The thing we have in common is that we will do what is in the best interest of our kids, even if it is completely different.
Rob,
I certainly would not totally disagree with you. I certainly wouldn’t want any child to feel responsible for their disability, however I am not sure that by using people first language that that is what we are doing. My son is now a grown man who just happens to have cerebral palsy. First of all if I am talking about my son in any way in which his disability in not relevant, I am not going to mention it, just as, if it’s not relevant I won’t mention how he wears his hair in dreads (yuck).
I am also a special education teacher. I think it may be even more important in that venue to use people first language. When I am talking about a child in my class, I definitely want all the other professionals in my school to remember that my student is a child with all the rights that entails.
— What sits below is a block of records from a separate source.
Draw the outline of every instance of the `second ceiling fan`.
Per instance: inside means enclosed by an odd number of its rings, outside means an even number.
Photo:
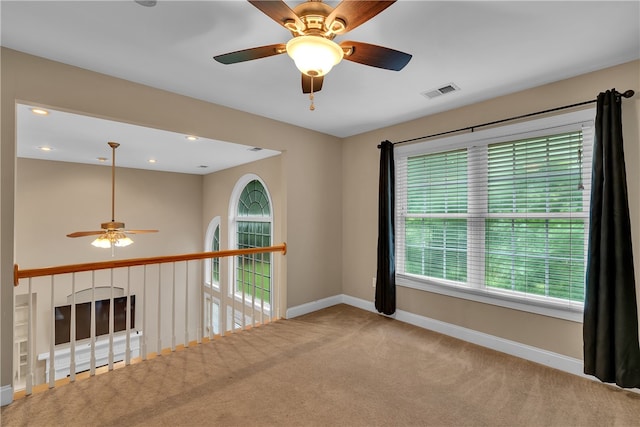
[[[367,22],[393,1],[344,0],[335,8],[309,0],[291,9],[282,0],[248,0],[293,36],[287,43],[271,44],[217,55],[222,64],[235,64],[287,52],[302,73],[302,92],[311,96],[322,89],[324,76],[342,59],[371,67],[400,71],[411,55],[387,47],[356,41],[337,44],[333,39]]]
[[[128,246],[133,240],[127,234],[157,233],[158,230],[126,230],[124,222],[115,220],[115,200],[116,200],[116,148],[120,146],[117,142],[108,142],[111,147],[111,221],[103,222],[101,230],[75,231],[67,234],[67,237],[98,236],[91,244],[98,248],[113,249]],[[112,252],[113,254],[113,252]]]

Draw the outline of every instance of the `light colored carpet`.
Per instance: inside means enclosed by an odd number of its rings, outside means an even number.
[[[347,305],[19,399],[3,426],[633,426],[640,395]]]

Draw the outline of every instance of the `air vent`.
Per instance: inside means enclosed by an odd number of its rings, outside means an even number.
[[[460,88],[456,86],[454,83],[449,83],[437,89],[432,89],[426,92],[422,92],[421,95],[426,98],[433,99],[433,98],[437,98],[438,96],[446,95],[447,93],[456,92],[459,90]]]
[[[249,151],[262,151],[262,148],[260,148],[260,147],[252,147],[252,148],[249,148]]]

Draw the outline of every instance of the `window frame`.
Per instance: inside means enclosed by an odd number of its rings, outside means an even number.
[[[213,251],[213,243],[216,229],[218,230],[218,238],[222,236],[222,229],[220,226],[220,217],[216,216],[213,218],[209,225],[207,226],[207,232],[204,238],[204,251],[212,252]],[[204,263],[204,284],[209,288],[220,289],[220,279],[218,282],[214,282],[213,280],[213,269],[212,269],[213,259],[207,259]],[[221,263],[218,258],[218,268],[220,268]]]
[[[473,150],[474,147],[485,146],[490,144],[516,141],[519,139],[529,139],[539,136],[549,135],[550,132],[554,134],[561,134],[563,132],[577,130],[580,128],[586,128],[583,135],[584,144],[584,159],[591,158],[591,151],[593,149],[593,123],[595,118],[595,109],[588,108],[571,113],[558,114],[551,117],[545,117],[541,119],[529,120],[521,123],[499,126],[487,130],[481,130],[462,135],[455,135],[437,140],[428,140],[419,143],[414,143],[405,146],[398,146],[395,151],[396,157],[396,177],[398,182],[401,182],[403,176],[402,162],[407,157],[417,156],[421,154],[431,154],[445,151],[453,151],[456,149],[469,149]],[[486,150],[485,150],[486,152]],[[591,168],[590,162],[585,161],[583,164],[585,168]],[[423,290],[441,295],[451,296],[455,298],[461,298],[485,304],[496,305],[500,307],[506,307],[519,311],[526,311],[535,314],[542,314],[545,316],[551,316],[570,320],[574,322],[582,322],[583,318],[583,303],[570,302],[562,299],[536,298],[534,295],[523,294],[518,296],[518,293],[513,291],[500,291],[499,289],[487,288],[484,285],[484,279],[477,281],[472,279],[473,271],[468,271],[467,282],[463,285],[460,282],[454,282],[446,279],[437,279],[426,276],[419,276],[404,272],[405,261],[405,249],[403,246],[404,240],[404,214],[402,207],[399,204],[402,201],[402,194],[400,192],[403,189],[403,183],[396,185],[396,284],[398,286]],[[586,206],[589,205],[590,194],[585,191],[586,194]],[[468,191],[471,194],[471,190]],[[470,212],[472,205],[472,196],[469,195],[468,203],[470,209],[465,214],[449,214],[452,217],[472,218]],[[583,214],[586,217],[588,223],[588,212]],[[443,216],[447,216],[446,214]],[[580,215],[575,215],[580,216]],[[491,216],[487,216],[490,218]],[[587,232],[585,232],[585,258],[587,257],[586,244],[587,244]],[[398,238],[402,237],[402,238]],[[470,259],[474,258],[472,247],[476,242],[473,242],[472,236],[467,236],[467,262],[472,262]],[[482,244],[484,246],[484,244]]]
[[[263,216],[243,216],[243,217],[239,217],[238,216],[238,204],[240,202],[240,197],[242,195],[242,192],[244,191],[245,187],[247,185],[249,185],[250,182],[252,181],[258,181],[262,187],[265,190],[266,196],[267,196],[267,200],[269,203],[269,217],[263,217]],[[258,175],[256,174],[246,174],[244,176],[242,176],[240,179],[238,179],[238,181],[235,184],[235,187],[233,188],[233,191],[231,193],[231,199],[230,199],[230,203],[229,203],[229,230],[228,230],[228,241],[229,241],[229,247],[230,248],[237,248],[238,247],[238,238],[237,238],[237,233],[238,233],[238,222],[264,222],[264,223],[269,223],[269,229],[271,230],[271,235],[269,236],[269,246],[271,246],[273,244],[273,217],[274,217],[274,213],[273,213],[273,209],[274,209],[274,205],[273,205],[273,200],[271,198],[271,192],[269,191],[269,188],[267,187],[267,184],[264,182],[264,180],[262,180],[262,178],[260,178]],[[242,303],[243,301],[243,293],[242,292],[238,292],[235,290],[235,281],[236,281],[236,276],[235,276],[235,272],[238,270],[238,257],[237,256],[233,256],[233,257],[229,257],[228,258],[228,268],[229,268],[229,277],[227,278],[228,280],[228,298],[232,298],[234,299],[236,302]],[[273,289],[273,284],[275,283],[275,279],[274,279],[274,269],[273,269],[273,258],[271,258],[271,276],[270,276],[270,289],[269,289],[269,301],[263,301],[261,309],[263,309],[265,312],[271,313],[272,310],[272,304],[273,304],[273,298],[274,298],[274,289]],[[251,307],[254,304],[259,304],[259,299],[256,299],[256,301],[253,300],[253,296],[249,297],[247,294],[245,294],[244,296],[244,303]],[[228,327],[228,325],[227,325]]]

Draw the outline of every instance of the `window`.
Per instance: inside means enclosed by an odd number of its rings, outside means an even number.
[[[399,147],[398,284],[545,314],[579,312],[593,116]]]
[[[211,245],[211,251],[218,252],[220,250],[220,227],[216,227],[213,232],[213,241]],[[220,258],[213,258],[211,260],[211,282],[218,285],[220,284]]]
[[[204,251],[216,252],[220,250],[220,217],[209,222],[204,239]],[[204,330],[207,336],[213,338],[220,333],[220,300],[214,295],[220,292],[220,258],[204,261],[203,314]]]
[[[243,184],[243,182],[246,184]],[[255,175],[239,182],[242,188],[234,212],[235,234],[232,239],[238,249],[271,246],[272,212],[269,193]],[[271,302],[271,254],[249,254],[235,258],[235,294],[268,309]]]
[[[204,326],[209,338],[220,333],[220,300],[207,294],[204,297]]]
[[[205,252],[217,252],[220,250],[220,217],[217,216],[209,222],[207,234],[204,239]],[[205,265],[205,285],[220,287],[220,258],[206,260]]]

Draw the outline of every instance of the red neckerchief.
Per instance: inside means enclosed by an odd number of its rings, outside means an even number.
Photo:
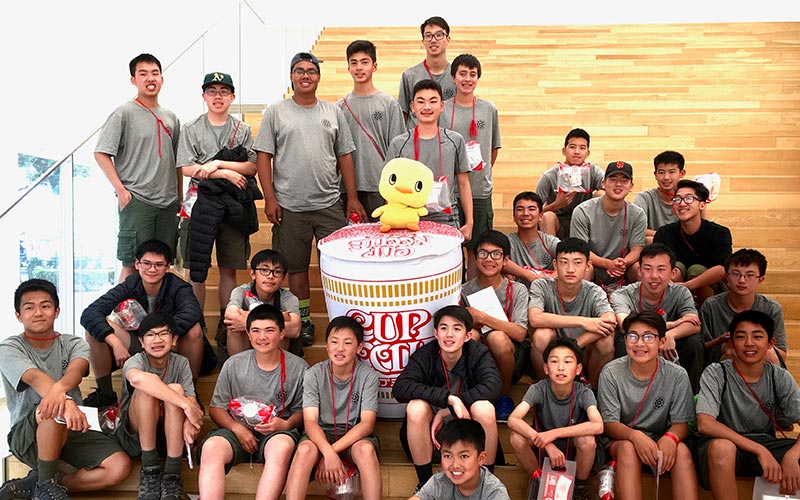
[[[161,129],[162,128],[164,129],[164,132],[167,133],[167,135],[169,136],[170,139],[172,139],[172,132],[169,131],[169,129],[164,124],[164,122],[161,120],[161,118],[159,118],[158,115],[155,114],[155,112],[153,112],[152,109],[150,109],[147,106],[145,106],[145,104],[142,101],[140,101],[138,97],[136,99],[134,99],[134,101],[136,101],[139,104],[139,106],[141,106],[144,109],[146,109],[147,111],[149,111],[150,114],[153,115],[153,118],[156,119],[156,129],[157,129],[156,130],[156,135],[158,136],[158,157],[161,158]]]
[[[552,389],[551,389],[552,390]],[[572,408],[575,403],[575,381],[572,381],[572,394],[569,397],[569,417],[567,419],[567,425],[564,427],[569,427],[572,425]],[[536,408],[533,409],[533,423],[536,428],[536,432],[539,432],[539,419],[536,418]],[[569,460],[569,437],[567,437],[567,446],[566,451],[564,453],[564,459]],[[539,448],[539,474],[542,472],[542,449]]]
[[[561,290],[558,289],[558,279],[555,280],[555,285],[556,285],[556,295],[558,296],[558,303],[561,304],[561,313],[564,316],[569,316],[569,314],[567,314],[567,308],[564,306],[564,297],[561,296]],[[580,294],[580,289],[578,289],[578,293]],[[576,295],[575,298],[577,297],[578,296]],[[572,327],[569,328],[569,331],[572,332]]]
[[[54,339],[57,339],[58,337],[60,337],[60,336],[61,336],[61,334],[60,334],[60,333],[58,333],[58,332],[55,332],[55,333],[53,334],[53,336],[52,336],[52,337],[44,337],[44,338],[39,338],[39,337],[31,337],[30,335],[28,335],[28,334],[27,334],[27,333],[25,333],[25,332],[22,332],[22,335],[24,335],[24,336],[25,336],[25,338],[26,338],[26,339],[28,339],[29,341],[30,341],[30,340],[54,340]]]
[[[644,299],[642,298],[642,287],[643,286],[644,286],[644,283],[639,285],[639,311],[638,312],[642,312],[642,310],[644,309]],[[664,296],[666,294],[667,294],[667,289],[665,288],[664,291],[661,292],[661,297],[659,297],[658,302],[656,303],[655,306],[653,306],[653,311],[656,314],[659,314],[659,315],[662,315],[662,316],[666,314],[666,311],[664,311],[664,309],[661,308],[661,303],[664,302]]]
[[[283,354],[283,351],[281,351],[281,354]],[[338,441],[339,429],[336,427],[336,397],[333,391],[334,390],[333,363],[331,363],[328,366],[330,367],[328,375],[330,375],[331,378],[331,406],[333,407],[333,434],[334,434],[334,439]],[[353,372],[350,374],[350,392],[347,394],[347,420],[345,420],[344,422],[344,434],[347,434],[347,431],[350,428],[350,404],[353,402],[353,380],[355,378],[356,378],[356,360],[353,360]]]
[[[656,373],[658,373],[658,358],[656,358],[656,369],[653,370],[653,374],[650,376],[650,382],[647,383],[647,389],[644,390],[644,396],[642,396],[642,400],[639,402],[639,407],[636,408],[636,413],[633,415],[633,420],[628,425],[628,427],[630,427],[631,429],[633,429],[633,425],[636,423],[636,419],[639,418],[639,412],[642,411],[642,406],[644,406],[644,400],[647,399],[647,394],[650,392],[650,386],[653,385],[653,380],[656,379]]]
[[[506,304],[505,307],[503,307],[503,309],[506,312],[506,317],[508,318],[508,321],[511,321],[511,313],[513,312],[512,309],[514,307],[514,296],[513,296],[514,287],[513,283],[511,283],[511,280],[506,279],[506,281],[508,282],[508,284],[506,285]]]
[[[386,160],[386,158],[385,158],[385,157],[384,157],[384,155],[383,155],[383,151],[381,151],[381,148],[379,148],[379,147],[378,147],[378,143],[377,143],[377,142],[375,142],[375,139],[374,139],[374,138],[373,138],[373,137],[370,135],[370,133],[369,133],[369,132],[367,132],[367,129],[366,129],[366,128],[364,128],[364,125],[362,125],[362,124],[361,124],[361,121],[358,119],[358,117],[356,116],[356,114],[355,114],[355,113],[353,113],[353,110],[350,108],[350,104],[348,104],[348,103],[347,103],[347,98],[346,98],[346,97],[342,97],[342,101],[344,102],[344,105],[345,105],[345,107],[347,107],[347,110],[348,110],[348,111],[350,112],[350,114],[353,116],[353,119],[356,121],[356,123],[358,124],[358,126],[359,126],[359,127],[361,127],[361,130],[362,130],[362,131],[364,132],[364,134],[367,136],[367,139],[369,139],[369,142],[371,142],[371,143],[372,143],[372,145],[375,147],[375,151],[377,151],[377,152],[378,152],[378,156],[380,156],[380,157],[381,157],[381,160],[382,160],[382,161],[385,161],[385,160]]]
[[[436,127],[436,143],[439,145],[439,177],[444,177],[444,167],[442,166],[442,135],[441,129]],[[414,159],[419,161],[419,127],[414,127]],[[430,168],[430,167],[429,167]]]
[[[517,236],[519,237],[519,231],[517,231]],[[550,253],[550,249],[548,249],[547,245],[545,245],[545,243],[544,243],[544,238],[542,238],[542,232],[539,231],[539,230],[536,230],[536,236],[537,236],[537,239],[542,242],[542,248],[544,248],[544,251],[547,252],[547,255],[550,256],[550,259],[555,260],[555,257],[553,256],[553,254]],[[544,271],[544,266],[542,265],[541,262],[539,262],[539,259],[536,258],[536,255],[534,255],[533,250],[531,250],[531,247],[528,246],[528,243],[523,241],[522,238],[520,238],[519,241],[522,241],[522,245],[525,247],[525,250],[528,251],[528,253],[530,254],[531,258],[536,263],[537,269],[539,271]],[[531,242],[531,243],[533,243],[534,245],[536,244],[536,242]]]
[[[742,379],[742,382],[744,382],[745,387],[747,387],[747,389],[750,391],[750,395],[753,396],[753,398],[756,400],[756,403],[758,403],[758,406],[761,407],[761,411],[767,414],[769,419],[772,420],[772,425],[774,425],[775,428],[778,429],[778,431],[781,433],[781,435],[783,435],[783,437],[786,438],[786,434],[778,426],[778,422],[775,421],[775,416],[772,414],[772,412],[770,412],[767,409],[766,405],[764,405],[764,403],[761,402],[761,399],[758,397],[758,394],[756,394],[756,391],[754,391],[753,388],[750,387],[750,383],[747,380],[745,380],[744,375],[742,374],[742,372],[739,371],[739,367],[736,366],[736,361],[733,361],[731,364],[733,365],[733,369],[736,370],[736,373],[739,374],[739,377]],[[724,370],[725,367],[723,366],[722,369]],[[778,404],[778,402],[775,401],[775,404]]]
[[[702,228],[702,224],[703,224],[703,223],[702,223],[702,221],[700,222],[700,224],[701,224],[701,226],[700,226],[700,227]],[[699,256],[700,256],[700,254],[699,254],[699,253],[697,253],[697,250],[695,250],[695,249],[694,249],[694,247],[692,246],[692,244],[691,244],[691,243],[689,243],[689,240],[688,240],[688,238],[686,238],[686,233],[683,231],[683,227],[682,227],[680,224],[678,224],[678,230],[680,230],[680,232],[681,232],[681,239],[682,239],[682,240],[683,240],[683,242],[686,244],[686,246],[687,246],[687,247],[689,247],[689,250],[691,250],[693,254],[695,254],[697,257],[699,257]],[[699,229],[698,229],[698,232],[700,232],[700,230],[699,230]],[[697,234],[697,233],[695,233],[695,234]]]
[[[283,349],[281,349],[280,351],[281,351],[281,414],[278,416],[280,418],[283,418],[283,414],[286,411],[286,392],[284,392],[284,385],[286,384],[286,354],[284,354]]]
[[[475,101],[476,98],[472,98],[472,121],[469,122],[469,138],[472,140],[477,139],[478,137],[478,123],[475,121]],[[453,99],[453,112],[450,114],[450,130],[455,130],[453,128],[453,123],[456,119],[456,100]]]
[[[442,370],[444,370],[444,380],[447,383],[447,392],[453,394],[450,389],[450,376],[447,374],[447,365],[444,362],[444,358],[442,357],[442,352],[439,351],[439,360],[442,362]],[[458,378],[458,383],[456,384],[456,392],[455,395],[459,396],[461,394],[461,377]]]

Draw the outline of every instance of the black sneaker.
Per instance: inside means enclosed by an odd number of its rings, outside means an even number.
[[[33,500],[69,500],[67,487],[59,482],[58,476],[37,483],[32,498]]]
[[[425,486],[425,483],[423,482],[417,483],[417,485],[414,486],[414,494],[416,495],[417,493],[419,493],[419,490],[421,490],[423,486]]]
[[[100,390],[95,390],[92,393],[89,393],[85,398],[83,398],[83,406],[91,406],[92,408],[105,408],[106,406],[116,406],[117,405],[117,393],[112,392],[111,394],[106,394],[104,392],[100,392]]]
[[[300,337],[303,339],[303,347],[311,347],[314,344],[314,323],[311,320],[303,321],[300,326]]]
[[[38,482],[39,474],[35,470],[25,477],[9,479],[0,487],[0,500],[30,500]]]
[[[161,467],[142,467],[139,471],[139,495],[136,500],[161,500]]]
[[[164,474],[161,479],[161,500],[183,500],[183,478],[180,474]]]

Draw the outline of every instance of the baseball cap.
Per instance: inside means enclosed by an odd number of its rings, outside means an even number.
[[[298,52],[297,54],[292,57],[292,63],[289,65],[289,71],[294,69],[295,64],[299,63],[300,61],[308,61],[314,66],[317,67],[317,71],[319,71],[319,59],[317,56],[312,54],[311,52]]]
[[[608,179],[614,174],[622,174],[630,180],[633,180],[633,167],[630,163],[625,161],[612,161],[606,167],[606,175],[604,179]]]
[[[225,85],[231,89],[231,92],[235,92],[235,89],[233,88],[233,78],[231,78],[231,75],[227,73],[215,71],[207,74],[206,77],[203,78],[203,90],[211,85]]]

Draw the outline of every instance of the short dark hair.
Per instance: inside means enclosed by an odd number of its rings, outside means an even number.
[[[691,179],[681,179],[678,181],[678,186],[675,188],[675,192],[677,193],[679,189],[689,188],[694,191],[694,194],[700,198],[700,201],[706,202],[708,201],[708,188],[702,182],[693,181]]]
[[[764,254],[754,248],[740,248],[725,259],[725,272],[727,273],[731,266],[747,267],[750,264],[758,266],[758,274],[764,276],[767,274],[767,258]]]
[[[733,339],[733,332],[736,331],[741,323],[745,322],[763,327],[764,331],[767,332],[767,338],[769,340],[772,340],[775,336],[775,320],[765,312],[748,309],[736,313],[731,320],[731,324],[728,326],[728,333],[731,335],[731,340]]]
[[[358,54],[359,52],[367,54],[372,59],[372,62],[378,62],[378,51],[375,48],[375,44],[369,40],[353,40],[350,42],[345,51],[347,60],[349,61],[353,54]]]
[[[360,344],[364,342],[364,326],[356,321],[352,316],[342,315],[336,316],[328,322],[328,327],[325,329],[325,340],[328,340],[331,332],[334,330],[350,330],[356,336],[356,340]]]
[[[417,96],[417,92],[422,90],[435,90],[439,94],[439,99],[442,98],[442,86],[439,85],[439,82],[426,78],[414,84],[414,91],[411,92],[411,100],[413,101],[414,97]]]
[[[278,251],[273,250],[271,248],[265,248],[264,250],[260,250],[257,254],[253,255],[250,259],[250,269],[253,271],[256,268],[264,263],[272,264],[272,265],[279,265],[285,271],[289,265],[286,263],[286,258]]]
[[[454,418],[444,424],[436,433],[436,440],[442,447],[452,446],[461,441],[475,448],[478,453],[486,449],[486,431],[483,430],[483,426],[467,418]]]
[[[136,65],[142,62],[153,63],[158,66],[158,71],[161,71],[161,61],[159,61],[156,56],[153,54],[139,54],[131,59],[131,62],[128,63],[128,69],[131,72],[131,76],[136,75]]]
[[[639,265],[642,265],[642,261],[645,258],[653,258],[658,255],[666,255],[669,257],[669,265],[670,267],[675,267],[675,252],[672,251],[670,247],[663,243],[650,243],[649,245],[645,245],[642,248],[641,253],[639,254]]]
[[[570,237],[564,238],[563,240],[558,242],[556,245],[556,257],[561,255],[562,253],[579,253],[582,254],[586,259],[589,259],[589,243],[586,241]]]
[[[28,292],[45,292],[50,296],[50,300],[53,301],[53,305],[58,308],[58,291],[56,290],[56,286],[47,280],[33,278],[28,281],[23,281],[19,284],[17,289],[14,291],[14,310],[19,312],[19,306],[22,304],[22,296]]]
[[[472,54],[457,55],[456,58],[453,59],[453,62],[450,63],[450,76],[455,78],[459,66],[465,66],[468,69],[477,69],[478,78],[481,77],[481,62]]]
[[[511,207],[517,208],[517,202],[520,200],[528,200],[536,203],[536,205],[539,207],[540,212],[542,211],[542,207],[544,206],[542,197],[534,193],[533,191],[523,191],[521,193],[517,193],[517,195],[514,197],[514,203],[511,204]]]
[[[631,325],[634,323],[644,323],[656,329],[659,337],[664,337],[667,334],[667,322],[655,311],[642,311],[635,312],[628,315],[622,322],[622,333],[628,333]]]
[[[590,143],[589,132],[583,130],[582,128],[574,128],[570,130],[569,133],[567,133],[567,136],[564,138],[564,147],[567,147],[569,140],[573,138],[586,139],[587,146]]]
[[[136,260],[141,260],[146,253],[160,255],[168,264],[172,263],[172,249],[161,240],[147,240],[140,243],[136,247]]]
[[[153,328],[160,326],[166,326],[175,335],[175,322],[172,320],[172,316],[165,311],[155,311],[144,317],[139,324],[139,329],[136,330],[136,336],[141,337]]]
[[[425,26],[439,26],[444,28],[444,33],[450,36],[450,25],[439,16],[429,17],[419,25],[419,34],[425,36]]]
[[[553,340],[547,344],[542,353],[542,359],[547,364],[547,358],[550,357],[550,352],[556,347],[566,347],[575,354],[575,359],[578,363],[583,363],[583,349],[578,345],[578,341],[566,335],[556,335]]]
[[[508,241],[508,236],[500,231],[497,231],[496,229],[490,229],[489,231],[486,231],[482,235],[478,236],[478,239],[475,241],[475,248],[472,249],[472,253],[478,255],[478,248],[484,243],[489,243],[499,247],[500,250],[503,251],[503,257],[507,257],[511,254],[511,243]]]
[[[683,172],[686,170],[686,159],[677,151],[663,151],[653,158],[653,170],[657,170],[659,165],[677,165]]]
[[[253,324],[253,321],[258,321],[262,319],[274,321],[275,324],[278,325],[278,328],[280,328],[281,330],[286,328],[286,321],[283,319],[283,313],[281,312],[280,309],[273,306],[272,304],[259,304],[253,309],[251,309],[247,315],[245,328],[249,332],[250,325]]]
[[[467,331],[472,330],[472,315],[467,311],[467,308],[460,305],[444,306],[433,314],[433,328],[439,328],[439,323],[442,318],[448,316],[464,324]]]

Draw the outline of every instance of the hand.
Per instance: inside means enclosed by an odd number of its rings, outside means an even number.
[[[567,465],[567,457],[558,449],[554,444],[548,444],[544,448],[545,453],[550,458],[550,466],[554,469],[560,469]],[[541,464],[539,464],[541,466]]]
[[[288,420],[284,420],[278,417],[272,417],[266,424],[258,424],[255,427],[255,431],[260,434],[264,434],[266,436],[267,434],[277,431],[288,431],[289,428],[290,427]]]
[[[672,467],[675,465],[675,457],[678,455],[678,445],[671,438],[661,436],[661,439],[658,440],[658,449],[661,450],[661,470],[659,470],[658,473],[663,474],[672,470]]]
[[[667,334],[664,337],[664,345],[662,345],[659,350],[661,354],[664,356],[664,359],[668,361],[674,361],[675,358],[678,357],[678,351],[675,350],[675,337]]]
[[[597,335],[608,336],[614,333],[617,322],[613,318],[583,318],[583,330]]]
[[[667,330],[671,330],[683,323],[689,323],[694,326],[700,326],[700,316],[696,316],[694,314],[687,314],[685,316],[681,316],[675,321],[667,322]]]
[[[472,417],[469,414],[469,410],[467,410],[467,407],[464,406],[464,402],[461,401],[460,397],[453,396],[451,394],[447,398],[447,402],[450,403],[450,406],[453,407],[453,413],[456,414],[456,417],[472,419]]]
[[[472,315],[472,327],[476,330],[480,329],[486,323],[487,314],[480,309],[474,307],[467,307],[467,311]]]
[[[125,364],[125,361],[131,357],[131,353],[128,352],[128,348],[125,347],[122,342],[112,345],[111,351],[114,355],[114,359],[117,361],[117,368],[122,368],[122,365]]]
[[[770,483],[779,483],[783,479],[783,471],[781,470],[781,465],[775,460],[775,457],[770,453],[770,451],[763,446],[762,449],[756,454],[758,457],[758,463],[761,465],[761,469],[764,471],[764,475],[761,476],[764,478],[764,481]],[[785,459],[786,457],[784,457]]]
[[[86,415],[78,408],[75,401],[70,400],[64,406],[64,420],[67,421],[67,429],[71,431],[86,432],[89,430],[89,421]]]
[[[608,261],[609,267],[606,268],[606,272],[612,278],[619,278],[625,275],[625,271],[627,270],[628,266],[625,264],[625,259],[622,257],[617,257],[616,259],[610,259]]]
[[[556,199],[551,204],[551,208],[553,208],[553,210],[558,210],[559,208],[568,207],[574,198],[575,191],[559,191],[558,194],[556,194]]]
[[[230,183],[237,188],[244,189],[247,187],[247,178],[239,172],[235,172],[233,170],[223,170],[222,173],[225,179],[230,181]]]
[[[636,454],[639,455],[639,460],[641,460],[643,464],[650,466],[658,465],[658,445],[655,441],[650,439],[647,434],[641,431],[633,431],[631,442],[634,448],[636,448]]]
[[[200,405],[195,398],[185,398],[186,404],[183,407],[183,413],[186,415],[186,422],[197,429],[203,426],[203,416],[205,415]]]
[[[193,426],[188,420],[183,421],[183,440],[190,446],[194,444],[197,435],[200,434],[200,429]]]
[[[117,191],[117,203],[119,204],[120,212],[126,206],[128,206],[128,203],[130,203],[132,199],[133,199],[133,195],[127,189],[122,188],[119,191]]]
[[[258,447],[258,440],[256,439],[255,435],[250,432],[250,429],[237,422],[231,430],[234,434],[236,434],[236,439],[239,440],[239,443],[241,443],[244,451],[247,453],[253,453],[256,451],[256,448]]]
[[[791,492],[800,490],[800,463],[797,461],[797,456],[786,453],[781,460],[781,471],[783,472],[781,488]]]
[[[347,197],[346,213],[348,215],[355,213],[356,215],[358,215],[358,218],[359,220],[361,220],[361,222],[369,222],[369,217],[367,217],[367,211],[364,210],[364,207],[361,205],[361,202],[358,201],[357,196]]]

I once heard that a child with a g-tube was called “the tube boy”. I think not using people first language lends itself to that type of nastiness.
Of course this is my opinion, from my experiences, for what it is worth.
Lisa
The point that many self advocates are making is that you shouldn’t HAVE to dance around the word just to see someone as “fully human”. I am a person whether you say I’m autistic or have autism. Autism does not make me less human, just as a wheelchair doesn’t make someone with cerebral palsy or a spinal injury less human. If someone breaks their arm, that doesn’t take away their humanity, does it? So why would a permanent disability?
If anyone thinks that the best way to get the world to accept disabled people is to use awkward words to trick people into ignoring disabilities, we have a BIG PROBLEM.